Are exit exams effective? What the research says

Exit exams are designed to hold schools and students accountable—to ensure students learn what the state says they’re supposed to learn in high school and are prepared for what’s next. But there’s little evidence that they achieve this goal.

Research has shown that the presence of an exit exam doesn’t increase students’ academic achievement or employment rates.

And several studies have linked these exams to increased dropout rates for students of color and students from low-income families.

Newer research suggests that whether students pass or fail these tests can have big consequences—even for high schoolers who are equally academically qualified.

In a 2022 study, Papay and his colleagues analyzed high school graduation rates in Massachusetts, comparing students who had just missed the cutoff score for passing the state’s exit exam in math to students who had just cleared it. These groups of kids were roughly similar in terms of their academic ability—their scores on the test only differed by a fraction.

Among students from low-income families, barely passing the test increased the probability that they would graduate high school, compared to their peers who just missed the cutoff. The results underscore the importance of supporting students who fail the test, Papay said.
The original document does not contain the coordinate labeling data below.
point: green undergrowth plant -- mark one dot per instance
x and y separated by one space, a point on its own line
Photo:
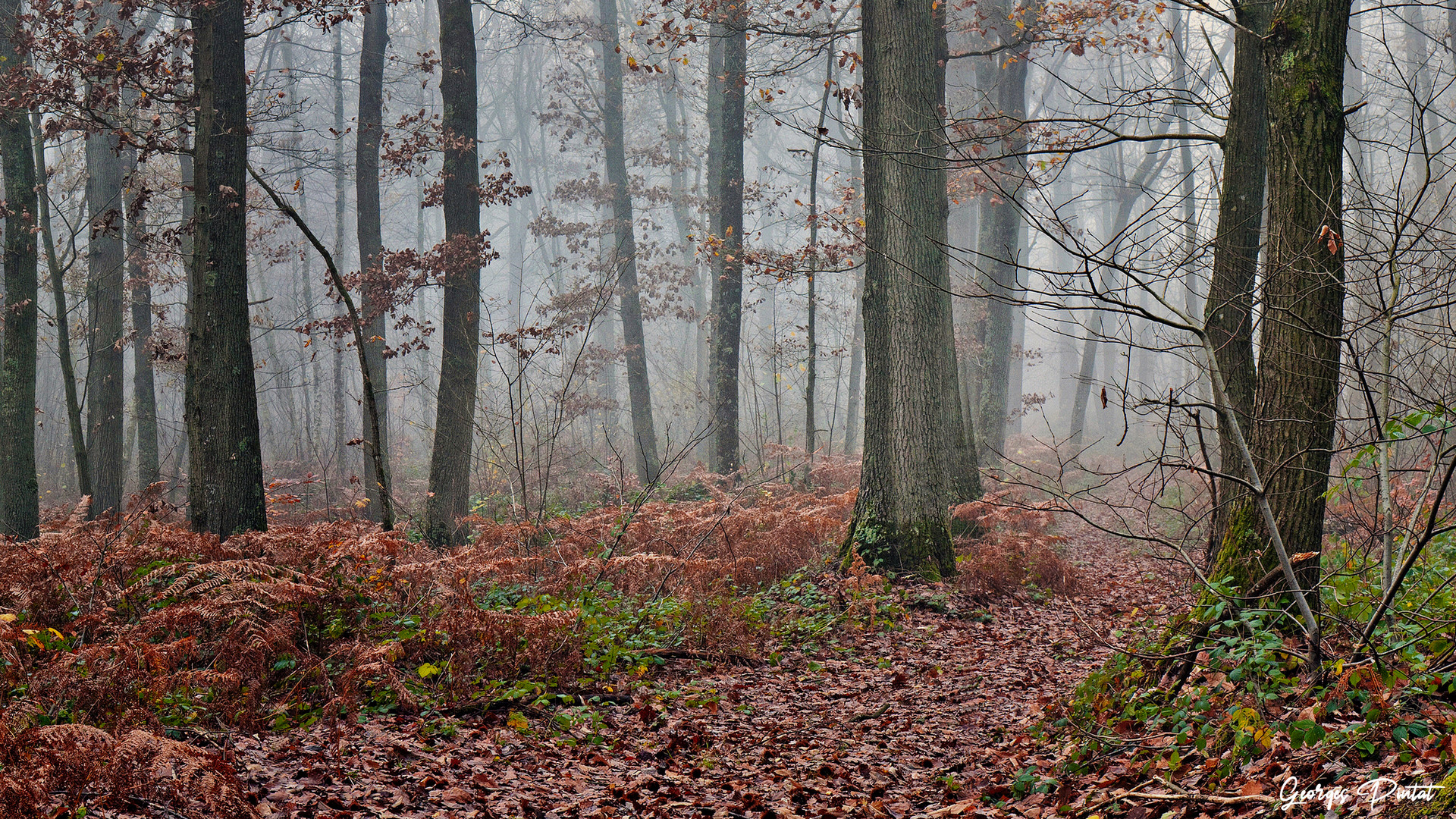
155 629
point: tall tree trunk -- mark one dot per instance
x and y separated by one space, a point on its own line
639 392
1304 283
726 126
107 267
455 416
341 205
370 235
63 314
902 518
143 379
998 243
1229 308
856 340
19 487
811 365
226 487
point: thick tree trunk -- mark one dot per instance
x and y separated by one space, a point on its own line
726 126
460 325
226 483
902 518
341 205
107 267
19 488
1229 308
1302 295
639 392
370 237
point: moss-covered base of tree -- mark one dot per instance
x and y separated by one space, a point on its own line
922 547
1241 558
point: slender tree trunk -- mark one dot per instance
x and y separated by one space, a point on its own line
726 91
902 518
63 315
19 487
998 245
143 379
1229 308
226 487
450 460
639 392
370 235
341 203
811 365
107 267
856 371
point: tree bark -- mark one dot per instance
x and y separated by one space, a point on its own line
726 93
370 235
900 519
449 497
19 487
143 378
107 267
1302 297
226 483
998 243
639 392
1229 308
63 312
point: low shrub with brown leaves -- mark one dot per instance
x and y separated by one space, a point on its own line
112 635
1009 547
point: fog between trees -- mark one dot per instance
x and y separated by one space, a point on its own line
590 246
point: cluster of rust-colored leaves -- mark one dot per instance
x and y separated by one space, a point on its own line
115 635
1008 545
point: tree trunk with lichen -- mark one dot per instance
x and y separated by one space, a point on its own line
902 521
1302 295
19 487
1229 308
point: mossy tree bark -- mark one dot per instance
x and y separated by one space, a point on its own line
1229 308
629 297
902 518
19 487
727 79
370 234
999 226
460 325
1304 292
226 480
107 268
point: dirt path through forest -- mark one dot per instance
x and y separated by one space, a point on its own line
894 723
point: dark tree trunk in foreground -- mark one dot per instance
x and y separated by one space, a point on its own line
143 378
726 89
19 488
226 483
1304 287
107 267
902 516
639 392
460 327
370 237
1229 309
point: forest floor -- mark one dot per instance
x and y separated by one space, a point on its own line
922 717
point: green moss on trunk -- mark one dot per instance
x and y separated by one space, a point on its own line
921 547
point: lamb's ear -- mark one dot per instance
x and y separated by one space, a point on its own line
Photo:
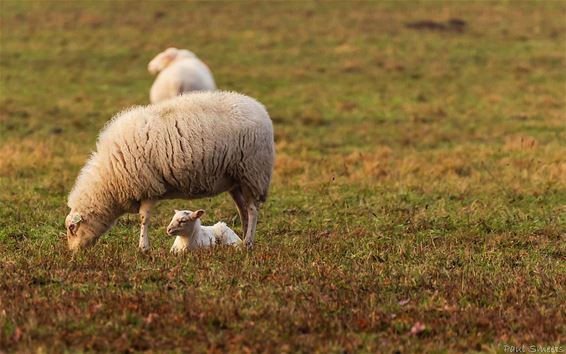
197 214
“In Massachusetts, there’s been a lot of attention to, how do we provide opportunities through appeal or through portfolio review for students who haven’t passed the test?” he said. “We’re seeing that students who satisfy those appeals are somewhat similar to students who barely passed the test the first time.”

Other research suggests that the type of exit exam matters. A 2019 study from the Thomas B. Fordham Institute, a conservative-leaning group, found that end-of-course tests—which assess students’ knowledge in a particular subject rather than general competency—are associated with a small increase in graduation rates. (This finding held for end-of-course tests in math, English/language arts, and social studies, though not in science.)

These end-of-course tests have become more popular than general competency exit exams, said Forte, a trend she thinks is a positive development.

How to assess students at the end of their K-12 education depends on “the question you’re trying to answer,” she said. How well is the school system supporting students? Do future graduates have the skills they need for college and careers? These are different questions that likely require different kinds of measurement, she said.